As you might imagine, younger investors have really matriculated to the robo-advisor model for all of the reasons mentioned. According to Shelleen Shum, eMarketer senior forecasting director at Insider Intelligence, “Robo-advisors, well adapted to operating digitally, were able to cater to previously underserved customers like younger investors who are in the early stages of wealth accumulation.” So if you are so inclined to utilize one of these robo services, here are a few you might want to take a look at:
Vanguard Personal Advisor Services
- AUM: $206.6 billion
- Individual clients: 1.1 million
Vanguard has the obvious heavy hitter name recognition and ranks as the largest robo-advisor by assets under management. There are two advisory services that have a $3,000 and $50,000 account minimum balance, respectively.
- AUM: $26.8 billion
- Individual clients: 615,000
Betterment and its AI software were one of the first robo-advisors on the scene, dating back almost a decade. Low fees and the ability to consult with a human financial planner are a big draw.
- AUM: $4.7 billion
- Individual clients: 4.4 million
Acorns is kind of cool and caters to beginning investors. They began as a spare change app and are planning to go public this year at a reported valuation of $2.2 billion. The basic plan enables users to invest spare change and schedule recurring deposits into a portfolio of exchange-traded funds. Pretty cool.

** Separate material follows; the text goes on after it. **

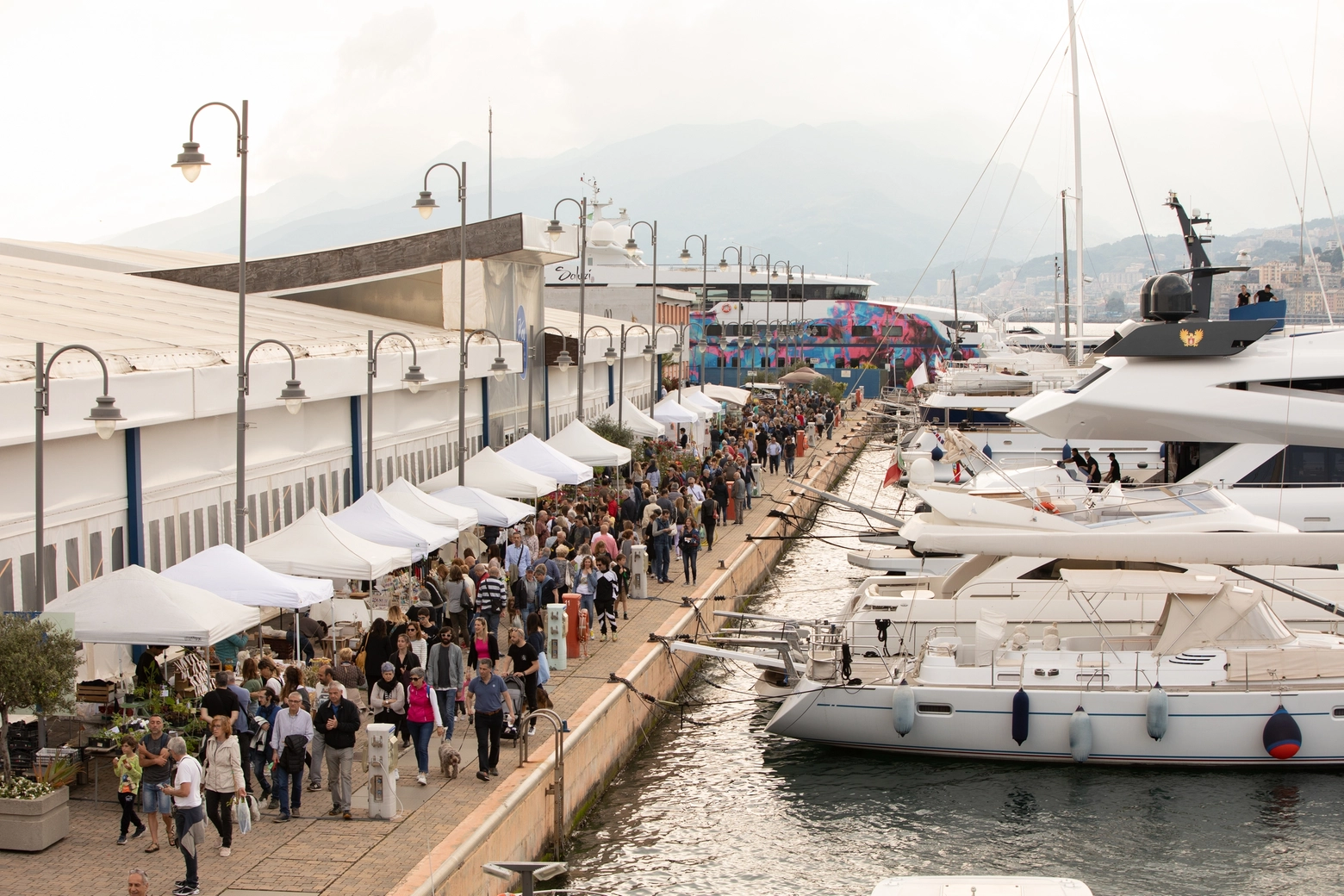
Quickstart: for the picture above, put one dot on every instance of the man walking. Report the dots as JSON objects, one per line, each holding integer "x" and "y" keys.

Automated services like these have come a long way in recent years, making financial planning and wealth management available to everyone, regardless of net worth. If you are looking for a simple, straight forward way to get in the game, robo-advisors are a good option. However, given their nascence, they are probably still insufficient for those who need more sophisticated services, like tax management, estate planning and trust administration.